Mt. Rainier National Park and the Wonderland Trail has long been heralded as a backpacking destination and every year hundreds of pack-laden hikers spend close to 2 weeks in orbit around the mountain. This is by far the most popular approach, but increasingly the Wonderland trail has been exercising its own gravitational pull on the ultra running community.
Ryan Ghelfi of Ashland OR, currently holds the record for the Fastest Known Time (FKT) on the trail, an 18 hour, 27 minute, and 42 second sprint. This record amounts to an average pace of just over 12-minute miles for nearly 19 straight hours. This kind of time or for that matter, any single 93-mile push is remarkable and generally reserved for the elite and/or very determined runner. However, between the extremes of the long slog and the relentless sprint there is the increasingly popular, reasonably accessible, and genuinely adventurous 3-day supported circumnavigation.
The elevation profile for the Wonderland Trail is a jagged saw blade. A line cut by glaciers advancing and retreating over centuries and carving pattern of deep valleys divided by ridgelines on every aspect of the mountain. Atop each ridge an unobstructed mountain view awaits and in each valley lies a ribbon of river melting out from the icy flanks of the mountain. Between them are old growth forests, meadows of wildflowers, cascading creeks, and lots of switchbacks.
Here’s what to expect when running the Wonderland trail with Aspire:
Day 1: Longmire to Mowich Lake (34 Miles, Elevation Gain/Loss +9,755/-7,600)
This section of the Wonderland is the longest and most remote push between campgrounds. We favor attacking this section with fresh legs. It’s a humbling and tone-setting day that consists of 5 significant climbs and long sections of downhill.
Hallmarks of the day are:
A fast runner could cover the distance in 8 hours. 12 hours is very common. 14 hours is not unreasonable. The longest we’ve had a runner out there was 17 hours. It’s not a day to push super hard. Find an uphill pace that can be sustained, a downhill flow that won’t result in twisted ankles, and pause for pictures at every high point.
Camp is at Mowich Lake. 2,300’ up from the South Mowich River, by far this is the remotest front country campground in the park. The Aspire tent, generally a glow in the evening light, is distinct from the small enclave of backpacker tents. A feast is waiting, a hot shower, and a well deserved rest after a long day.

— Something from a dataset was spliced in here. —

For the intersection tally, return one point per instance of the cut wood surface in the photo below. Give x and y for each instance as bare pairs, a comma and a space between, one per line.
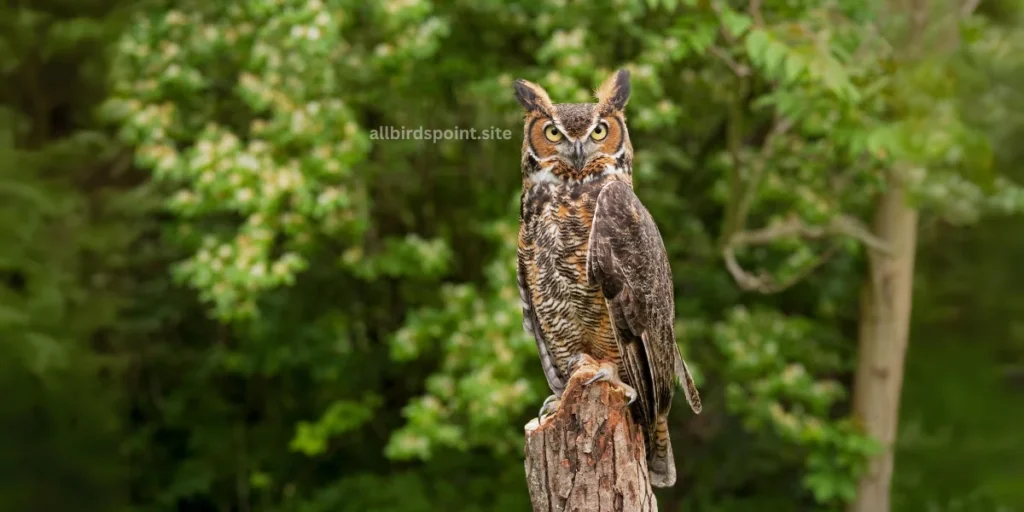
589, 455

Day 2: Mowich Lake to White River (26 Miles, Elevation +5,871’ / -5,900’)
Waking up at Mowich Lake, one is immediately aware of their sore legs and the fact that this only one third of the way into the trip. The key is to eat a good breakfast, ignore the soreness, and to start moving. The body is wise and inevitably the aches felt in the first few miles of trail melt into the rhythm of movement and the beauty of the surroundings.
On the day’s agenda is:
Day two, we usually see runner come in between 6-10 hours. This is the short day of the trip. We celebrate in camp with a bonfire, burgers, and a dutch oven crisp.
Day 3: White River to Longmire, 32 Miles, Elevation +6,800’/ -5,900’
If waking up on day 3 of a Wonderland the thought of with 31 miles still ahead doesn’t make you question your capacity/sanity, you are superhuman. The mere mortals among us can take comfort in the promise of at least hike/hobbling through some pretty spectacular views. This last day is the crux day, and it’s divided into two halves. The first 20 miles connects White River to Box Canyon. Arguably, this is the most scenic section of the entire Wonderland loop.
At Box Canyon, the Wonderland Trail touches asphalt for the second time in 83 miles. Road access equals aid. Cold drinks, watermelon and replenishing salts accompany the motivational mojo to finish.
The last 12 miles from Box Canyon back to Longmire are separated by one last climb, a few waterfalls, and more encounters with humans than every other mile of the trail combined. The trail doesn’t lack in beauty, but compared to what’s been accomplished and the relatively few miles remaining, the mission is to finish.
The last six miles of trail from Reflection Lakes to Longmire are literally, with a few minor exceptions, all down hill. The trail widens, the downhill grade softens and barring any debilitating pain it’s somehow easy to open up the stride and really run the last few miles to Longmire.
At the finish are there aren’t any rachous crowds or chintzy medallions. The fanfare of finishing are simply the good eats, cold beverages, and friends who’ve been there throughout the entire journey.